Assim, embora destaquemos o caráter positivo dos momentos de “cantoria” pelas interações, alegria e animação que por vezes provocava, não podemos deixar de registrar que essa atividade poderia assumir uma perspectiva mais rica e mobilizadora de conhecimento e sensibilidade por parte das crianças.

Também registramos, embora com pouca incidência, momentos em que as crianças entoavam, por iniciativa própria, canções ou trechos de canções, o que acontecia entre uma atividade e outra. Em uma dessas ocasiões, durante a realização de uma atividade no papel, quatro crianças que estavam juntas em uma mesa começaram a cantar o trecho de uma música muito tocada no rádio e na TV: “Olha a explosão, quando ela bate com a bunda no chão, ela

é terrorista, ela é especialista...”. As crianças foram logo interrompidas por uma das

professoras que lhes disse para pararem de cantar (Notas do Diário de Campo, 30/08/2017). A iniciativa das crianças ao entoarem uma canção que faz parte de seu mundo extraescolar aponta que a cultura televisiva e radiofônica faz parte de seu cotidiano e lhes desperta interesse.
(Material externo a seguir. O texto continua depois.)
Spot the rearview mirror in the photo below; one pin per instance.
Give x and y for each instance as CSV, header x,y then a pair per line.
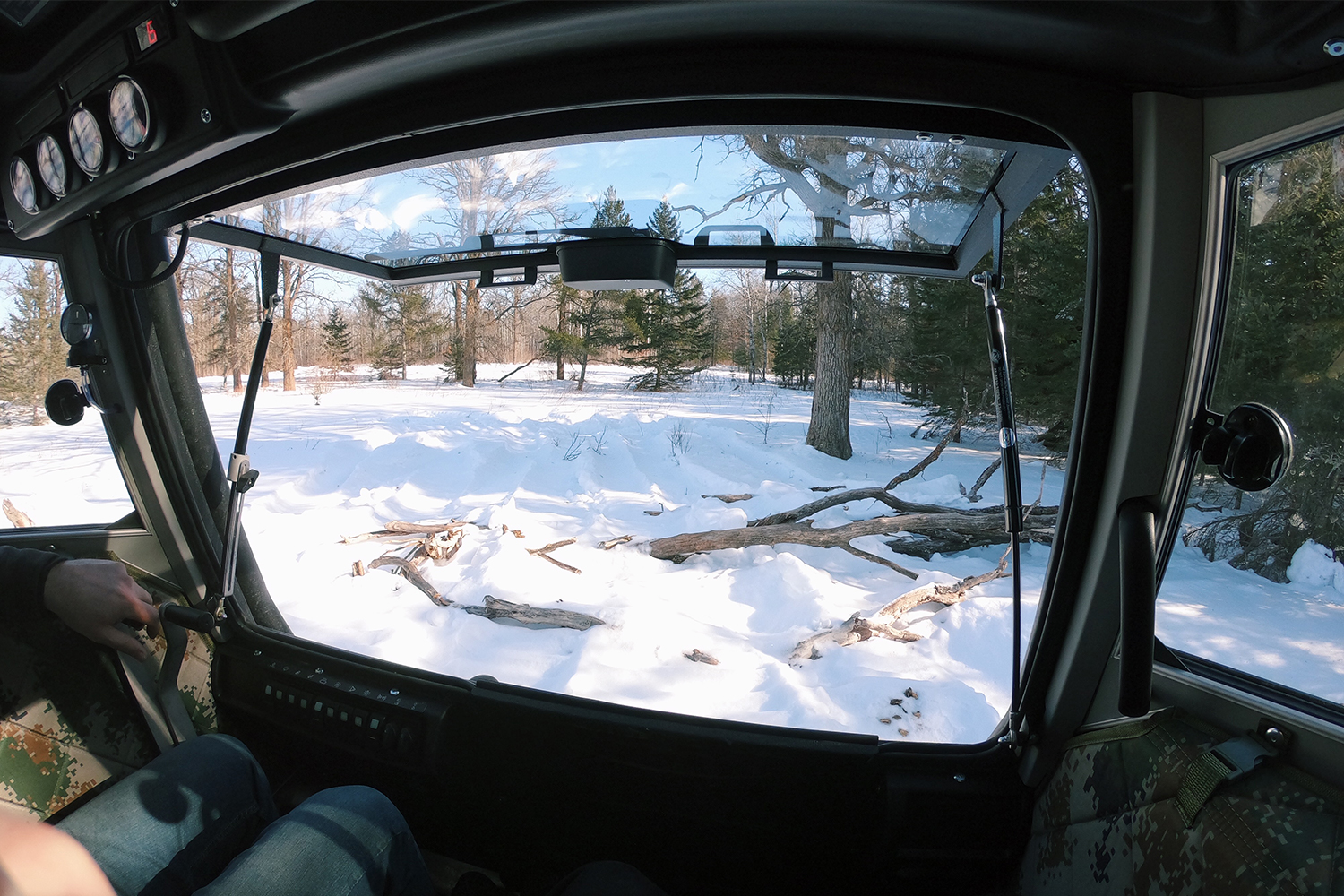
x,y
1252,446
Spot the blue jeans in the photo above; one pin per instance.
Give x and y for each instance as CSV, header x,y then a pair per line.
x,y
201,820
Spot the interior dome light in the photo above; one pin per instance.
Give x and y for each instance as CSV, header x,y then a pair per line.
x,y
128,110
86,142
51,166
23,185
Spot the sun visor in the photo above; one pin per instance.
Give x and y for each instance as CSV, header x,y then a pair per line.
x,y
617,263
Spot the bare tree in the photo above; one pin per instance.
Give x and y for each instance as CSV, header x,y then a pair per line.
x,y
489,195
881,182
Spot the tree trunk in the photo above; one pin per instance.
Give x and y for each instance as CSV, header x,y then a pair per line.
x,y
287,355
231,312
559,327
470,308
828,430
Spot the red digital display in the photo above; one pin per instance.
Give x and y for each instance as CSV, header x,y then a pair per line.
x,y
147,35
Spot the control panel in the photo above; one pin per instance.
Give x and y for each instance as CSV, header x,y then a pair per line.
x,y
387,721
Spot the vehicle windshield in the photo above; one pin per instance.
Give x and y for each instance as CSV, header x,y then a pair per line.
x,y
637,495
914,194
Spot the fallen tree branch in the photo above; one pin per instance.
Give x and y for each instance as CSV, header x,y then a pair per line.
x,y
884,562
527,614
18,517
986,525
516,370
408,570
884,621
954,433
545,552
973,495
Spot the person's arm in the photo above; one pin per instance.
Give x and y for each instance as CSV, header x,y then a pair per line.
x,y
91,597
94,597
24,571
38,860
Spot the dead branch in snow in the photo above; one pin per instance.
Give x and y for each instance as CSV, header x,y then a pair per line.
x,y
986,527
527,614
545,552
884,621
18,517
973,495
408,570
890,564
516,370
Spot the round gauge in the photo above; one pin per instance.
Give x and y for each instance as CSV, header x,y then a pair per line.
x,y
23,185
51,166
128,110
86,142
75,324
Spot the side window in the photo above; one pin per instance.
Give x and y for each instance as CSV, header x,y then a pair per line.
x,y
48,474
1255,581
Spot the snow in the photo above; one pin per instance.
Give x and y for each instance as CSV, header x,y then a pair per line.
x,y
538,455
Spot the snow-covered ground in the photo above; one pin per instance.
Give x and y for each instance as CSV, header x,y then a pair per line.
x,y
534,454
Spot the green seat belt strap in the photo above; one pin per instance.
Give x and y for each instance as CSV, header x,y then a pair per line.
x,y
1228,761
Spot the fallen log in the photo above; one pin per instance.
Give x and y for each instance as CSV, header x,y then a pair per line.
x,y
18,517
527,614
408,570
986,525
545,552
884,621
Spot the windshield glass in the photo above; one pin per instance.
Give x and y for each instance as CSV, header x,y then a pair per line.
x,y
879,193
742,497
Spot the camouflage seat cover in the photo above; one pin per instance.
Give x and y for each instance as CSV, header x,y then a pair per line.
x,y
1107,821
69,726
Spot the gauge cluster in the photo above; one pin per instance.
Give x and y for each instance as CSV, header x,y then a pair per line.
x,y
140,107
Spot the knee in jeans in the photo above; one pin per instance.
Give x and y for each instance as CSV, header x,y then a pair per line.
x,y
365,802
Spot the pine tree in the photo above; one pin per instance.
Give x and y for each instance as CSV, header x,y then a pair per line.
x,y
32,355
666,331
336,341
413,330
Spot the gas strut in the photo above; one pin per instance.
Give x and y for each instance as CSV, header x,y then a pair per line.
x,y
241,474
992,282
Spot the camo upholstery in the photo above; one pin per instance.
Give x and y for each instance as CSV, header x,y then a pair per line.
x,y
1107,823
69,726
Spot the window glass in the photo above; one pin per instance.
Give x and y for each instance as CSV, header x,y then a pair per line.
x,y
1255,581
48,474
564,437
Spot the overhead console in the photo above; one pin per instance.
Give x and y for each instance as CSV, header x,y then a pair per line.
x,y
132,109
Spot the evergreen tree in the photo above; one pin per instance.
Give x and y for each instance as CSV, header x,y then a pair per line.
x,y
411,330
336,341
32,355
591,320
667,330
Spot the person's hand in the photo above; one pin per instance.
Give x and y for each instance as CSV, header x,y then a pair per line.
x,y
91,597
38,860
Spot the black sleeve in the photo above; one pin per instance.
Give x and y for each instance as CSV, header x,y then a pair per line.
x,y
23,573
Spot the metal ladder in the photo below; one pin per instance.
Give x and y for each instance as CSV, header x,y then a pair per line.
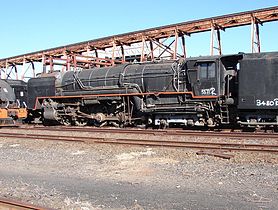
x,y
224,114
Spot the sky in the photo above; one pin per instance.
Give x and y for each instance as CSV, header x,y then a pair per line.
x,y
32,25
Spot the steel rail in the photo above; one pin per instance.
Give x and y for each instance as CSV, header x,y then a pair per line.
x,y
273,148
18,205
157,132
187,28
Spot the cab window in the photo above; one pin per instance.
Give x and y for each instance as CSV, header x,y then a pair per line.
x,y
206,70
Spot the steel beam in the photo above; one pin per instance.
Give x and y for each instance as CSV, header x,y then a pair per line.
x,y
252,18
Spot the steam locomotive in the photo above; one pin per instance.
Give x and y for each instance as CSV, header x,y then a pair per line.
x,y
13,94
233,90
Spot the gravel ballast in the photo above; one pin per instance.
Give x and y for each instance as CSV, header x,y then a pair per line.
x,y
70,175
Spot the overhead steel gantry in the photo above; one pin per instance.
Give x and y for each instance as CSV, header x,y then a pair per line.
x,y
150,44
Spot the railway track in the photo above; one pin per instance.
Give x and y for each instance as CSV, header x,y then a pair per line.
x,y
170,132
232,146
7,204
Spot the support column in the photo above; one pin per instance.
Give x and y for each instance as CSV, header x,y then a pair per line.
x,y
183,46
215,29
43,64
123,53
255,35
113,53
152,50
176,44
143,49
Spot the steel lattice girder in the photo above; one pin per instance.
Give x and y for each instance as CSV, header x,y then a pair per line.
x,y
184,28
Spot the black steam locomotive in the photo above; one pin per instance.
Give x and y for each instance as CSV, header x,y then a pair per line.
x,y
13,94
232,90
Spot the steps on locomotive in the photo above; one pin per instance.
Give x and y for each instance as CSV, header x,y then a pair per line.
x,y
224,114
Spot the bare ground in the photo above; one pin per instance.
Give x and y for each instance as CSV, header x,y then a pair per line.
x,y
64,175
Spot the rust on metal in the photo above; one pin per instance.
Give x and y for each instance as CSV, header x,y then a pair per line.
x,y
215,153
149,40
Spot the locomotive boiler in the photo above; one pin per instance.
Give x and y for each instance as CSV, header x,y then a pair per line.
x,y
12,96
207,91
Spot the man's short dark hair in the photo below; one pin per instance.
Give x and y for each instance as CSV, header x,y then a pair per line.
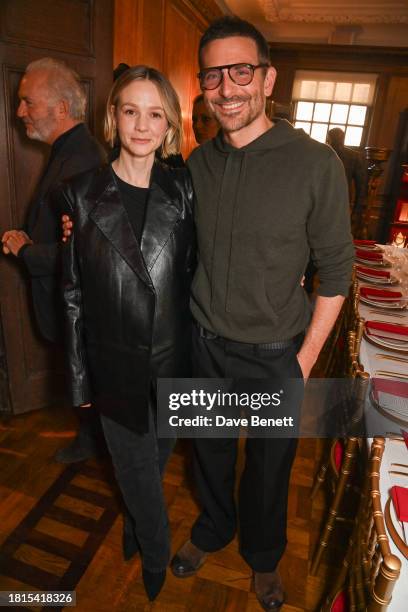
x,y
234,26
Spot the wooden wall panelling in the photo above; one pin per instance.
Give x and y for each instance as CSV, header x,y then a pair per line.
x,y
395,102
126,23
180,61
165,34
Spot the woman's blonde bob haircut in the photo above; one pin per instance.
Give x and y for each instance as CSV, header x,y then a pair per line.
x,y
171,105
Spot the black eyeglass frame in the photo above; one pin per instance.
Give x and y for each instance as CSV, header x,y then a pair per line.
x,y
228,67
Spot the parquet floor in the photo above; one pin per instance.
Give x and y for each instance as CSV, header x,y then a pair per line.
x,y
60,528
A TV e a internet, acessíveis às crianças, mesmo dos contextos do campo, propiciam sua interação com linguagens, artefatos e seus significados postos em circulação. Como afirmam Momo e Costa (2010), esses elementos da cultura televisiva e/ou midiática em geral mudam o tempo todo, pois se caracterizam pela efemeridade, o que faz com que as crianças também mudem, constantemente, o jeito de falar, os personagens que imitam, os objetos que usam, as músicas que cantam.
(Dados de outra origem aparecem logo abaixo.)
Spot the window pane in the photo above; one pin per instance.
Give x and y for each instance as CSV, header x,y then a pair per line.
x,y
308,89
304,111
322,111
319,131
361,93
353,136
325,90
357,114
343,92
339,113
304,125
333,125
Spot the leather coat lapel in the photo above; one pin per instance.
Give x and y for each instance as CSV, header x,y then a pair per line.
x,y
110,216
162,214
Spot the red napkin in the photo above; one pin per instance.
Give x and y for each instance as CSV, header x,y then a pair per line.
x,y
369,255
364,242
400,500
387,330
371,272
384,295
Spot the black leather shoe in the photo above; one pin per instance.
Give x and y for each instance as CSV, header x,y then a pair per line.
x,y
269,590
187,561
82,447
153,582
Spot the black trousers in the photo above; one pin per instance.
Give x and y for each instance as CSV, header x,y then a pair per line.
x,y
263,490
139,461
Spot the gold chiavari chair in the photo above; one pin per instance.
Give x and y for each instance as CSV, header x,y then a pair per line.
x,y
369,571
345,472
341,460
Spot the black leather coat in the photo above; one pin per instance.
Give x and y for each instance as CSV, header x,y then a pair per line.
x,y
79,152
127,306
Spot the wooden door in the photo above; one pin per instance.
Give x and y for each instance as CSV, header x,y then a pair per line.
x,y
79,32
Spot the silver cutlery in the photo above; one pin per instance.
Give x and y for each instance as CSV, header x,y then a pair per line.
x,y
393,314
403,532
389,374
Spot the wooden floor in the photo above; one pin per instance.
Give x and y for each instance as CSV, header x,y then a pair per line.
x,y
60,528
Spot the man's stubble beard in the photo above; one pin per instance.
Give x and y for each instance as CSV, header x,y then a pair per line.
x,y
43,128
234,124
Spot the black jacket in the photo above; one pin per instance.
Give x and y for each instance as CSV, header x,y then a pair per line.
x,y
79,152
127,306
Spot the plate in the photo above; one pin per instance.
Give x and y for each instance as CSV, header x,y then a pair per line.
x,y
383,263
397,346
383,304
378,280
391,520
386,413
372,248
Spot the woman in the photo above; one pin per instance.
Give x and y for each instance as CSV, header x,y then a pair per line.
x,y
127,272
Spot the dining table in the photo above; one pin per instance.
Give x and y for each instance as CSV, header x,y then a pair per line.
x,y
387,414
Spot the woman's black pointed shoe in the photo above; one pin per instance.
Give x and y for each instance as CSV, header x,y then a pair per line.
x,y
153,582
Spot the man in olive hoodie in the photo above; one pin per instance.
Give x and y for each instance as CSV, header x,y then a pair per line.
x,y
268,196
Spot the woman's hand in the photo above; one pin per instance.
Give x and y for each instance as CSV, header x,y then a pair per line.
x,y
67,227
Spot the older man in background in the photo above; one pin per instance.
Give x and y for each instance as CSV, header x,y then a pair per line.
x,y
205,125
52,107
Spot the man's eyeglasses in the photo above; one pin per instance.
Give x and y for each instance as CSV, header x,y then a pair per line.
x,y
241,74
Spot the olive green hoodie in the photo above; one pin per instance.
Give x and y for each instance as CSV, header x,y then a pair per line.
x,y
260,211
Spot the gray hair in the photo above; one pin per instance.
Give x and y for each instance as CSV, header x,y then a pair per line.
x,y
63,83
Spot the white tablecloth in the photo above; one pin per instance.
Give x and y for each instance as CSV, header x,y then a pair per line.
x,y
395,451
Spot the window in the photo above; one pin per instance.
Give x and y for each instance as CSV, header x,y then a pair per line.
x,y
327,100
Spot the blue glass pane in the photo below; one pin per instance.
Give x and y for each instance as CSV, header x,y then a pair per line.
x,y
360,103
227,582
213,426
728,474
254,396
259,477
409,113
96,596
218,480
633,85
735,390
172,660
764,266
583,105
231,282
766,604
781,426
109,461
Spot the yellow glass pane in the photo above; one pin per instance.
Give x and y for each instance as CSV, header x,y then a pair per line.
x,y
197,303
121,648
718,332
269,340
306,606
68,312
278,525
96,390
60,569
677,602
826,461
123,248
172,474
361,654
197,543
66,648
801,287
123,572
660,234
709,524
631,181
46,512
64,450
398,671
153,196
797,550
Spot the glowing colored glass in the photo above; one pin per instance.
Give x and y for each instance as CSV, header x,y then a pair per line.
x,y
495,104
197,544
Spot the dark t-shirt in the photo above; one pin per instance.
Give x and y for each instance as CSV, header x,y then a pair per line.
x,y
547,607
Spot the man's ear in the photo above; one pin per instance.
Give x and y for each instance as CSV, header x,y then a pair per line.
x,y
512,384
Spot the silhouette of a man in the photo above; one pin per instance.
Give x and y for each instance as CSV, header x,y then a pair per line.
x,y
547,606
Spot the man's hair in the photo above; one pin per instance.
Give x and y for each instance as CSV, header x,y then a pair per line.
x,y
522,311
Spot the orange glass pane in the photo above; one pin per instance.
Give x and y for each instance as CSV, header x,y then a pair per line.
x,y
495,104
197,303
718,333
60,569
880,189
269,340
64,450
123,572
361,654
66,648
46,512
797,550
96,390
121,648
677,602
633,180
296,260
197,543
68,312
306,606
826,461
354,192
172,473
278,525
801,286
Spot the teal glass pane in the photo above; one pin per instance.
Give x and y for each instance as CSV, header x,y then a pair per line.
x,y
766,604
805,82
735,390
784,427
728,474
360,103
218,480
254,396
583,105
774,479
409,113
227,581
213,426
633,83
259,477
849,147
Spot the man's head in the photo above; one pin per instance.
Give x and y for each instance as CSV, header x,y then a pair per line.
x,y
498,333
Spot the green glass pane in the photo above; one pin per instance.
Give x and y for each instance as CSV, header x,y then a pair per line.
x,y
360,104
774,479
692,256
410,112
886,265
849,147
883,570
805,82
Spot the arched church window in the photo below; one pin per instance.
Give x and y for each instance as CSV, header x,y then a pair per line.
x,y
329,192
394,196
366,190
As crianças do campo estão imersas, ainda que em intensidades diferentes, principalmente por seus contextos familiares, na cultura televisiva e da internet, que faz parte de seu cotidiano. Desse modo, apropriam-se dessas linguagens e as trazem para a escola, entre outras com as quais convivem, experimentando participar das rotinas, trazendo algo de seu, ainda que o que tragam não seja considerado adequado pela escola e demande discussões acerca de seus significados e sentidos.
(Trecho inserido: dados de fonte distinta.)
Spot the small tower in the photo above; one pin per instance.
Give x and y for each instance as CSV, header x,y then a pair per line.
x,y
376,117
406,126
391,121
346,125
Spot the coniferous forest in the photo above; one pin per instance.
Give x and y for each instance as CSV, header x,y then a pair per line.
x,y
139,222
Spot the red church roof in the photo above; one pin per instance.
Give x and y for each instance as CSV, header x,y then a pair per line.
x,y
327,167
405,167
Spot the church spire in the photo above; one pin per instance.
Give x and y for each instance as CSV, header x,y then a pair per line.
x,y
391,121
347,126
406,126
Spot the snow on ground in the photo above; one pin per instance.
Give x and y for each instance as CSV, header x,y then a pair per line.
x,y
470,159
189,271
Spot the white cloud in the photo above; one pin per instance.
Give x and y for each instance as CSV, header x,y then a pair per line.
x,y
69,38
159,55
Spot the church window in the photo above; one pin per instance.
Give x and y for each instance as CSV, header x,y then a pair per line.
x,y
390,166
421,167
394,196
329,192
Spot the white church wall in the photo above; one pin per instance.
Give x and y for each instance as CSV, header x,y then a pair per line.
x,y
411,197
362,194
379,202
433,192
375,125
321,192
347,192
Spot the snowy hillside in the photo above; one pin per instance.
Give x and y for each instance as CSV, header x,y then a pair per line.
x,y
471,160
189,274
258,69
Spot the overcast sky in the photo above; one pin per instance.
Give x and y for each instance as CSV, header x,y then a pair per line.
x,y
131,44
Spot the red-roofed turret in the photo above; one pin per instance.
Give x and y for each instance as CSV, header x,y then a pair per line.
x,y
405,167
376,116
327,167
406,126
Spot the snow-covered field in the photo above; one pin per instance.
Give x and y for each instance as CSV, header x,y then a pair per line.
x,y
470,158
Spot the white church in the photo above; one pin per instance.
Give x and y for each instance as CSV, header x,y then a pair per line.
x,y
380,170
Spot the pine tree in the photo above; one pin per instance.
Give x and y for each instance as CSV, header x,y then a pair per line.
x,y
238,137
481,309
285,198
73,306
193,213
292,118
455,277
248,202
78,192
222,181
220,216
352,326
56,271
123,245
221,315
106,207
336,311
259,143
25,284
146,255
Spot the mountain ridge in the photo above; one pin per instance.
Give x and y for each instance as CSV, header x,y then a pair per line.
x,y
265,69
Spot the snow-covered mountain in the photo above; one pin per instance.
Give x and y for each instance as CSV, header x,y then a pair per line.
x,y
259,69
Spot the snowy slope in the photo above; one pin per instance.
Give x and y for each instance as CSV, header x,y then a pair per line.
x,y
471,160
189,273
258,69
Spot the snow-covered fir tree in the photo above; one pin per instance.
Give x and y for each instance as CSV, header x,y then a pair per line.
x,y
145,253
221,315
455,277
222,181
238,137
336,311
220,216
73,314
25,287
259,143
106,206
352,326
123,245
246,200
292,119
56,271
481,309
Participar é um dos seis direitos de aprendizagem propostos pela BNCC (2017) como essenciais à educação das crianças de zero a cinco anos, prática que precisa ser vivenciada em diversos momentos do dia a dia na escola, dentre eles, nas atividades de cantar. Participar pode constituir-se em oportunidades de ampliação do/sobre o repertório, criando ocasiões de escolhas. Os registros de nossas observações indicam que a participação das crianças com relação à música requer uma mediação da professora com intencionalidade, problematizando, questionando, propondo e discutindo canções como parte da cultura. As crianças da turma não opinam sobre as músicas cantadas e, ao tomarem iniciativa de cantar as músicas que sabem,

essas escolhas são impedidas e/ou interrompidas sem problematização em relação ao que as crianças pensam/sentem sobre o que estão cantando.

Participar ativamente, com adultos e outras crianças, tanto do planejamento quanto da realização das atividades, como a escolha das brincadeiras, dos materiais e dos ambientes, desenvolvendo diferentes linguagens e elaborando conhecimentos, decidindo e se posicionando é um dos direitos de aprendizagem (OLIVEIRA, 2018). Esse direito pode ser experimentado nas mais diversas atividades, inclusive nas que envolvem o canto de canções, assim como explorar movimentos, gestos, sons, formas, texturas, cores, palavras, emoções, transformações, relacionamentos, histórias, objetos, entre outros (BRASIL, 2017).